5. **Baseline Comparison:** The inclusion of ORM and different PRM labeling schemes (Hard vs. Soft) suggests the study aims to benchmark the proposed method against standard approaches.
### Interpretation
This diagram represents a sophisticated methodology for improving the step-by-step reasoning of large language models (LLMs) in mathematics. The core idea is to train a **Process Reward Model (PRM)** that can evaluate the quality of each reasoning step, not just the final answer.
* **How it works:** The pipeline first generates a large dataset of reasoning paths (Phase 1), labeling each step with a reward signal. This data is then used to train a separate model (Phase 2) to predict these rewards. Finally, this reward model is used to select the best reasoning path from multiple candidates (Best-of-N) or to fine-tune a policy model via RLHF (Phase 3).
* **Significance:** This approach addresses a key limitation of Outcome Reward Models (ORMs), which only judge the final answer. By providing feedback on intermediate steps, a PRM can guide the model towards more reliable and interpretable reasoning chains, potentially reducing errors and "hallucinated" logic.
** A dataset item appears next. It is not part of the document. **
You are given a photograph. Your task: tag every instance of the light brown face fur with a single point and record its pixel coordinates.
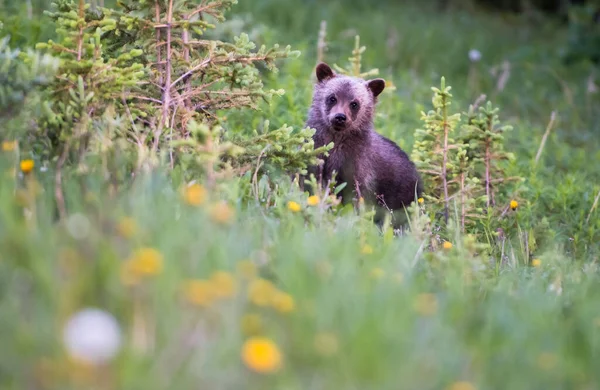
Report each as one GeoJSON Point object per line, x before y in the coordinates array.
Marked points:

* **Underlying Goal:** The entire framework is designed to systematically investigate the effectiveness of process-based supervision. The scale analysis (testing 1B, 3B, 8B models) and OOD testing indicate the researchers are interested in how this technique generalizes across model sizes and domains. The comparison between Hard-Label and Soft-Label PRMs seeks to understand the optimal way to assign credit to individual reasoning steps.